Michael Phelps Pleads Guilty to DUI and Avoids Jail Time
Olympic gold medal swimmer Michael Phelps pleads guilty to his second DUI in ten years and is placed on probation. Baltimore District Judge Nathan Braverman tells him, “You don’t need a lecture from the court. If you haven’t gotten the message by now, or forget the message, the only option is jail.”
The swimmer was arrested and charged with drunk driving for the second time in September of 2014. Because Michael Phelps pleads guilty to the September, 2014 DUI charge, his sentence of one year in prison was suspended and he received 18 months of supervised probation instead. He will not be permitted to drink alcohol while on probation.
On September 30, the swimmer was charged with driving 84 mph in a 45 mph zone and of crossing the double yellow line in Maryland’s Fort McHenry Tunnel. Police say his blood alcohol level was .14 percent, almost double the legal limit in Maryland of .08 percent.
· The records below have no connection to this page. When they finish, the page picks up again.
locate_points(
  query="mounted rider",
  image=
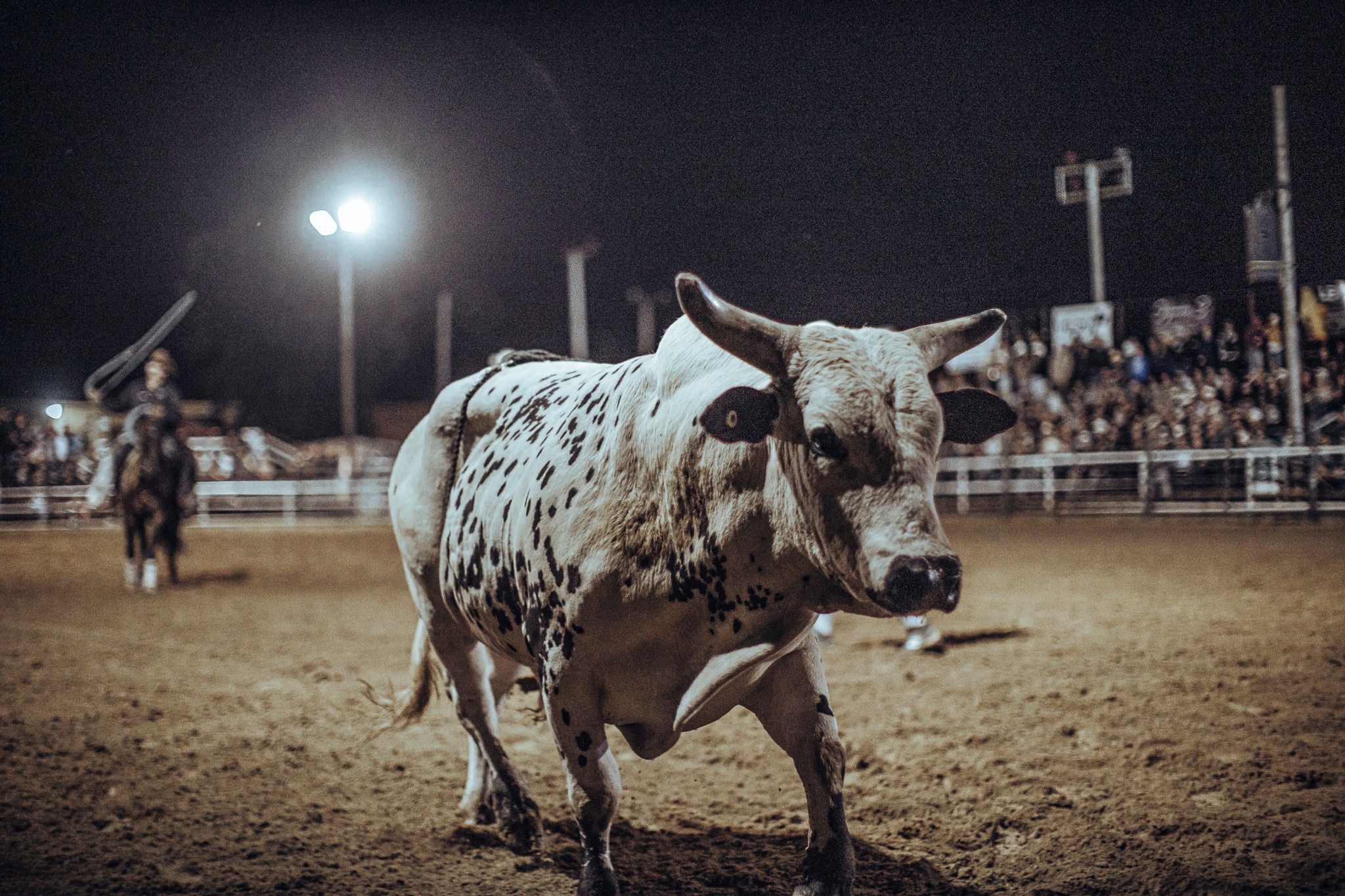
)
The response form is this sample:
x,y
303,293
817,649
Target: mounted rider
x,y
158,396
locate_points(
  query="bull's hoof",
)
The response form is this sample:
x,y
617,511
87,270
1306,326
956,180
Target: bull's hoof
x,y
598,879
518,819
829,871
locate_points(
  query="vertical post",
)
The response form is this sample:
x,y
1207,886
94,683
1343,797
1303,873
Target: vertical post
x,y
575,259
1287,270
1099,282
346,284
1145,492
443,340
646,328
646,337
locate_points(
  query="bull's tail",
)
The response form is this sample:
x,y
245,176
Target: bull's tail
x,y
405,707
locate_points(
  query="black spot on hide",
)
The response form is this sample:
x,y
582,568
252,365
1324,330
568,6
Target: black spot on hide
x,y
741,414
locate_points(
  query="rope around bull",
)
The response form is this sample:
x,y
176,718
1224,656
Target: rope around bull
x,y
513,359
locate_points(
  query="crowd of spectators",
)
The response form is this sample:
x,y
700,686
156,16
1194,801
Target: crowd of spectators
x,y
39,452
1225,390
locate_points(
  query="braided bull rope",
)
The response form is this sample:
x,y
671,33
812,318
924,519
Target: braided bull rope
x,y
112,373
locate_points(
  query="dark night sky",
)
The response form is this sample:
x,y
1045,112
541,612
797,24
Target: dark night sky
x,y
861,163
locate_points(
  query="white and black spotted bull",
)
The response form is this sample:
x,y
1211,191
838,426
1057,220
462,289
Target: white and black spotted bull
x,y
654,540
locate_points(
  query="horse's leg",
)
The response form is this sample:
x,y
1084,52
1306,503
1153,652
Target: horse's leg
x,y
128,527
165,536
150,578
173,551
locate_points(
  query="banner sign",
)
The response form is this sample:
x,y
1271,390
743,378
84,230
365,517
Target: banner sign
x,y
1332,296
1082,324
1180,317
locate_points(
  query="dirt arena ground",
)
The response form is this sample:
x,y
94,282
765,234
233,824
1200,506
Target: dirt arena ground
x,y
1124,707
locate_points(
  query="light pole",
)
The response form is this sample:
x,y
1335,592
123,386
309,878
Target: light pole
x,y
1287,269
353,218
646,328
575,259
1067,192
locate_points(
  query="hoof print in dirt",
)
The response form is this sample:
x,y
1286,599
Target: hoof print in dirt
x,y
485,815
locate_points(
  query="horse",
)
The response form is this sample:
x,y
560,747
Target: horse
x,y
147,498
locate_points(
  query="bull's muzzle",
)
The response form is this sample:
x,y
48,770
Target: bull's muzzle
x,y
919,585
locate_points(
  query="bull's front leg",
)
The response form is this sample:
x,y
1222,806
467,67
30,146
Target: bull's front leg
x,y
791,702
594,781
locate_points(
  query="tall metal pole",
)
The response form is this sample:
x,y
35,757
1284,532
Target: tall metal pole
x,y
1095,269
575,259
346,284
1289,270
444,340
646,336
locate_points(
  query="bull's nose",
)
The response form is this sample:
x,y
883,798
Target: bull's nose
x,y
916,585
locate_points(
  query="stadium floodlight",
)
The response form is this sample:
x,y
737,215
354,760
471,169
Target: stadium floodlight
x,y
355,217
323,222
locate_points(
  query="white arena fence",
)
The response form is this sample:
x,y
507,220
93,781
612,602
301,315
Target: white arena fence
x,y
1258,480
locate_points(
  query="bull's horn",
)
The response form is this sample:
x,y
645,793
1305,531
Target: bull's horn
x,y
939,343
761,341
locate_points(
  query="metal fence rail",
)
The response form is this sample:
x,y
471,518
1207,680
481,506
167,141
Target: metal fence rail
x,y
1255,480
1261,480
286,500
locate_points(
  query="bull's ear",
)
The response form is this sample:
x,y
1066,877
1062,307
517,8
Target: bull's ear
x,y
971,417
939,343
743,414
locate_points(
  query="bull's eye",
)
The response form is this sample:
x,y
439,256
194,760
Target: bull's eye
x,y
825,444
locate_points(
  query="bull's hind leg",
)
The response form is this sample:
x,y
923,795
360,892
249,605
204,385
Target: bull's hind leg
x,y
791,702
132,568
594,784
470,671
477,794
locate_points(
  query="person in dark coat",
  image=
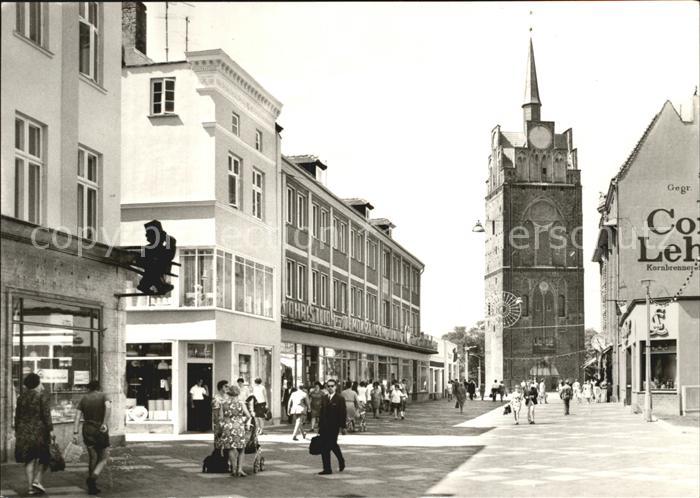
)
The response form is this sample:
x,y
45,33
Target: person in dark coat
x,y
331,420
33,432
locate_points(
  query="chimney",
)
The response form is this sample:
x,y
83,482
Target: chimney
x,y
134,34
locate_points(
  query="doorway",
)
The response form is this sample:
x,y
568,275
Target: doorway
x,y
199,415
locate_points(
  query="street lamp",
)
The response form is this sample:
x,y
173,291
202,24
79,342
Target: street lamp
x,y
647,363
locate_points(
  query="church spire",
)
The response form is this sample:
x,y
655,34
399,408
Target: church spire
x,y
531,107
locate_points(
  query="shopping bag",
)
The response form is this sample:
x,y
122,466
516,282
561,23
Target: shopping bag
x,y
315,445
72,452
56,462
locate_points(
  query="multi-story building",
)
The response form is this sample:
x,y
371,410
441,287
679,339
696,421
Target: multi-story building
x,y
201,155
351,306
649,234
534,267
61,88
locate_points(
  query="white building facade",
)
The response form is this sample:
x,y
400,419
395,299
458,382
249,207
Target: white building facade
x,y
201,155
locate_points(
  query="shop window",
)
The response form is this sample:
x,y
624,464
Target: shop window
x,y
149,382
60,343
663,365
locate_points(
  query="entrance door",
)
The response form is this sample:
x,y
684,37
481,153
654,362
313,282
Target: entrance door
x,y
628,376
199,416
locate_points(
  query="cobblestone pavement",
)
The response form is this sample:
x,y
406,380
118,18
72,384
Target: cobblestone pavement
x,y
600,450
397,458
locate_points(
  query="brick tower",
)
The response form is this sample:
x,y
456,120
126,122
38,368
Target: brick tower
x,y
534,265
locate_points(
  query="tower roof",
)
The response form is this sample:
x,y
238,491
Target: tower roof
x,y
532,92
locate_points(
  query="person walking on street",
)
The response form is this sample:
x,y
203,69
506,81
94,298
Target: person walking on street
x,y
297,408
95,409
260,404
531,401
577,390
542,392
516,403
461,395
587,391
471,389
33,433
494,390
235,420
315,397
566,393
331,420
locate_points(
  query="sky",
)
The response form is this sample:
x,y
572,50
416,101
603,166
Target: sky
x,y
399,100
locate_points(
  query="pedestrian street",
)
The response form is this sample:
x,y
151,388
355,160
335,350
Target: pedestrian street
x,y
598,450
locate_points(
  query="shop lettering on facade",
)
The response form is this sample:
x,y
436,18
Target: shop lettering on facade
x,y
665,224
313,314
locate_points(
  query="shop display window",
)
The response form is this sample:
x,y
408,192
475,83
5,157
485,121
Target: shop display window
x,y
663,365
60,343
149,382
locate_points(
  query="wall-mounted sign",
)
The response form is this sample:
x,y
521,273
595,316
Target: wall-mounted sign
x,y
314,315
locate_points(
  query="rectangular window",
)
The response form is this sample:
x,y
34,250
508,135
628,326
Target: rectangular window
x,y
301,282
234,179
314,220
224,282
30,21
324,290
301,211
162,96
324,226
29,167
87,194
254,287
235,124
196,286
291,196
289,288
59,342
258,140
88,55
258,187
314,286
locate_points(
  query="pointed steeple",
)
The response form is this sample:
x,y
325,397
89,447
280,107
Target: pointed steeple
x,y
531,107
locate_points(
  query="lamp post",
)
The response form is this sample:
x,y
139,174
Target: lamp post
x,y
647,360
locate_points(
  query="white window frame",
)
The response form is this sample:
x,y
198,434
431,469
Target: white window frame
x,y
235,124
314,286
29,161
314,220
234,165
88,181
26,21
301,282
291,209
289,288
301,211
90,18
258,191
162,99
324,226
258,140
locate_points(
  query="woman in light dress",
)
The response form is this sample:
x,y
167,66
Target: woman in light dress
x,y
587,391
516,403
297,407
235,420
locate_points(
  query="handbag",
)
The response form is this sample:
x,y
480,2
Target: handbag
x,y
315,445
72,452
56,461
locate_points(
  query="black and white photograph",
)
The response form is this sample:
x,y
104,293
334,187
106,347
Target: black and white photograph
x,y
350,249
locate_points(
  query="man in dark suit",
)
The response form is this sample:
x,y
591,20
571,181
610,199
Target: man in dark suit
x,y
331,420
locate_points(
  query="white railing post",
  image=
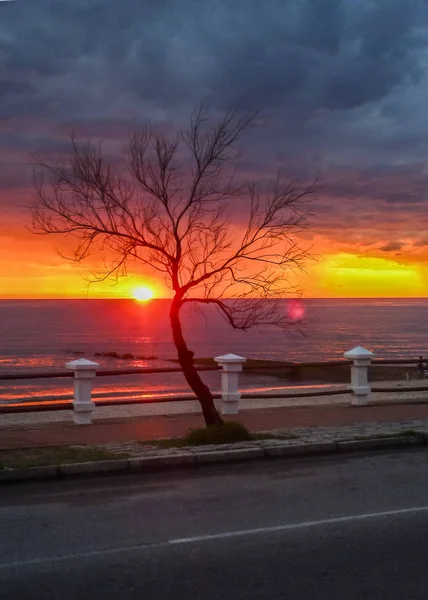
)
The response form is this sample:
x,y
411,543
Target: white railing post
x,y
85,372
362,359
232,366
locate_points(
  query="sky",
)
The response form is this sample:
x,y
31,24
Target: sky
x,y
343,85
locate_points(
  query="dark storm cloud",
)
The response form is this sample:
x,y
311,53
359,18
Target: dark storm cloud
x,y
344,83
334,54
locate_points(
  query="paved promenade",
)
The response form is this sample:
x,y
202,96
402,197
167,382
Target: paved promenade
x,y
314,421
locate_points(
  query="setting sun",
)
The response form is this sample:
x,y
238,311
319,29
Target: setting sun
x,y
142,294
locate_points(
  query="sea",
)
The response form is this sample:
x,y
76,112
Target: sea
x,y
43,335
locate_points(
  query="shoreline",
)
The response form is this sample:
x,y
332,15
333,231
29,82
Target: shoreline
x,y
408,393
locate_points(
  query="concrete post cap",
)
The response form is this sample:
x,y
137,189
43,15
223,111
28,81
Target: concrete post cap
x,y
82,364
357,353
230,358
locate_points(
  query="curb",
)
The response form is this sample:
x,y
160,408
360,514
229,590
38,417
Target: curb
x,y
196,457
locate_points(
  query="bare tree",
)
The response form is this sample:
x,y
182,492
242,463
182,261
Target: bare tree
x,y
170,206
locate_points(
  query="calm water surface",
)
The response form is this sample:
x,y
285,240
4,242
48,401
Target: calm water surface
x,y
45,334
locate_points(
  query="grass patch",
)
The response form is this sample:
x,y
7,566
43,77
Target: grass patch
x,y
55,455
405,433
227,433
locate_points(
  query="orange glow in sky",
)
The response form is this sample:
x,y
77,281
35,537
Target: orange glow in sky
x,y
143,294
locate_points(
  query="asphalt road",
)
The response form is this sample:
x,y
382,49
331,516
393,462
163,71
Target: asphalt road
x,y
346,528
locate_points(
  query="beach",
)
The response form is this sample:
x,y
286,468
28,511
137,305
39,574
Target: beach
x,y
401,392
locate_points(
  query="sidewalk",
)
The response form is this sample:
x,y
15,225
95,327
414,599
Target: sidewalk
x,y
168,426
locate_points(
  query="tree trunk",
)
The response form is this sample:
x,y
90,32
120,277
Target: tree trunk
x,y
185,358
The athlete had previously plead guilty to a 2004 drunk driving charge and received probation because it was his first offense. He performed community service by talking to high school students about the dangers of alcohol.
Drunk driving arrests aren’t the only challenge Phelps has recently faced. In 2009, a British tabloid printed a photo of him using a marijuana pipe at a South Carolina party. He was subsequently dropped by Kellogg Co., one of his major sponsors, and was also suspended from USA swimming for three months.
Probation won’t interfere with Phelps’ plan to train for the 2016 Olympic Games in Rio De Janeiro. He came out of retirement to compete in that event, and it will be the swimmer’s fifth year in the competition. He received a six-month USA Swimming suspension after his recent DUI charge, but that suspension ends on March 6.
Although Phelps has been banned from participating in the Swimming World Championships next summer in Russia, he plans to swim in three U.S. Grand Prix events and is expected to add a few additional international swimming events to his 2015 schedule.
Steve Allen, Phelps’ attorney, said his client had recently completed 45 days of intensive inpatient treatment in Arizona. Allen produced a letter from Phelps’ doctor which said that Phelps was “forthright and cooperative” in treatment. Allen added that Phelps is currently receiving intensive outpatient therapy in Maryland, attending Alcoholics Anonymous meetings and making great progress.
Allen described the 18-time gold medalist “a wonderful person” who is not only gifted athletically but also gives back to the community. Allen added that Phelps “gets that he has a problem and has had nothing but remorse for his mistake.”
The Olympian admitted that he had shown poor judgment in the incident but claims he now has “the tools to move past this. What I did was wrong, and I made a bad mistake. I’m looking forward to having a much brighter future than I had in the past.” He added, “I have learned from this mistake and will continue learning from this mistake for the rest of my life.”